Polymer clay is not the same thing as ceramic or earthenware clay. Those are essentially mud (well…it’s refined and cleaned and manufactured to be uniform). Even though polymer clay is a synthetic modelling clay, some of the same minerals that are in pottery clay are also used as fillers and binders in polymer clay. So depending on the brand, you may find bentonite, kaolin, talc, and chalk in polymer clay. But pottery is fired in a kiln at a much higher temperature and the chemistry and working qualities are very, very different.
You may have seen some recipes for “homemade polymer clay” on Pinterest or YouTube. Don’t be fooled. That is most certainly not polymer clay. Though you can make a huge variety of really cool modeling clays from materials found in the home, polymer clay is something that must be purchased in a store. The ingredients are not the type of thing you can find at home or get from the hardware store.
There is an air-dry clay called cold porcelain. It’s made from such things as white glue, borax, lemon juice, lotion, and cornstarch, and can be homemade or purchased from people who make it. A lot of people who don’t have access to polymer clay use this material, especially for making flowers. But please don’t assume this is anything like polymer clay. While any modelling clay does have many techniques in common, if you try to use cold porcelain in many polymer clay techniques (such as caning or mokume gane) you’re going to be very frustrated. It’s just not going to work.
As an aside, if you like to make various homemade play clays, I highly recommend the book Mudworks. It has 125 recipes for every kind of play dough you can think of. If you have kids, this is a wonderful book.
What are Some Brands of Polymer Clay?
There are lots of brands of polymer clay available all over the world. Fimo from Germany and Sculpey from the US have already been mentioned. You can also find polymer clay by Cernit (Belgium), PVClay (Brazil), Kato Polyclay (US), Clayologie (South Africa), Du-kit (New Zealand), Pardo (Germany), and Garie Sim’s Play Clay (Singapore).
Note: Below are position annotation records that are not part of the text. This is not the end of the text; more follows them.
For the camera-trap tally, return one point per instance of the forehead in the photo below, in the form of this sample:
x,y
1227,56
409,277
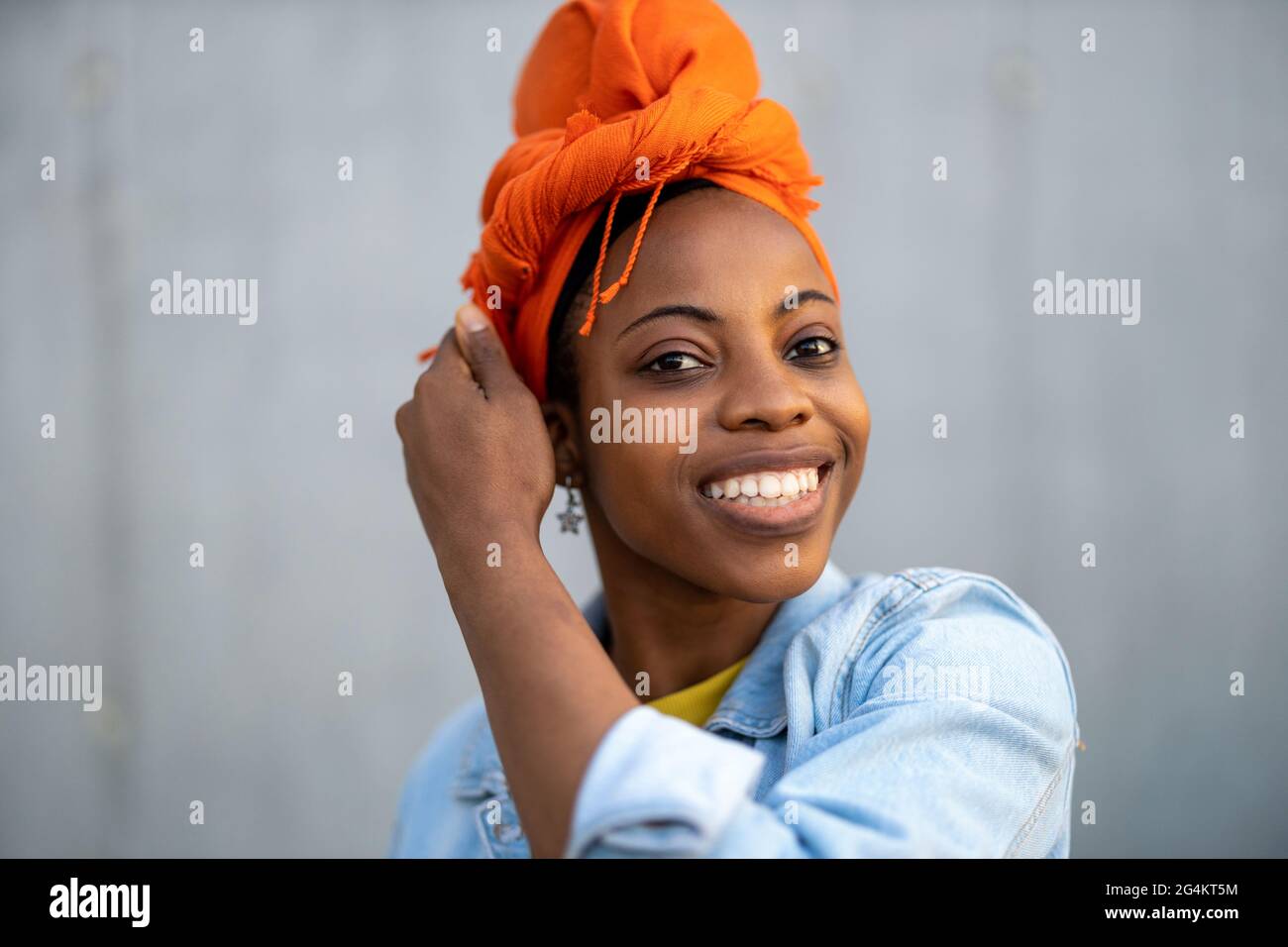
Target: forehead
x,y
711,244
Each has its own qualities, strenghts, weaknesses, and of course, its own fans. If you don’t like how one brand of clay works for you, try another.
What About Store Brands?
Michaels has the Craftsmart brand of polymer clay. HobbyCraft in the UK has Shape It! Make & Bake Clay. There are any number of un-branded collections of polymer clay that can be found cheaply in dollar stores or online on sites such as Ebay. Are those polymer clay? Yes, in most cases they are. Do you want to use them? Well, all I can say is “buyer beware”. Established and reputable manufacturers create a line of clay to meet certain performance standards. They generally have good quality control that leads to a uniform, high-performing product. The store brands don’t always have this kind of dedication to quality. They’re often very hard and crumbly and lead to a weak product. You’re going to enjoy your experience more if you buy a quality, brand name polymer clay.
So whether you’ve always called it Sculpty, Sculpey, Fimo, polyclay, or just plain old polymer clay, it’s all the same type of material. It is a lot of fun and extremely versatile, too. Have fun, and Happy Claying!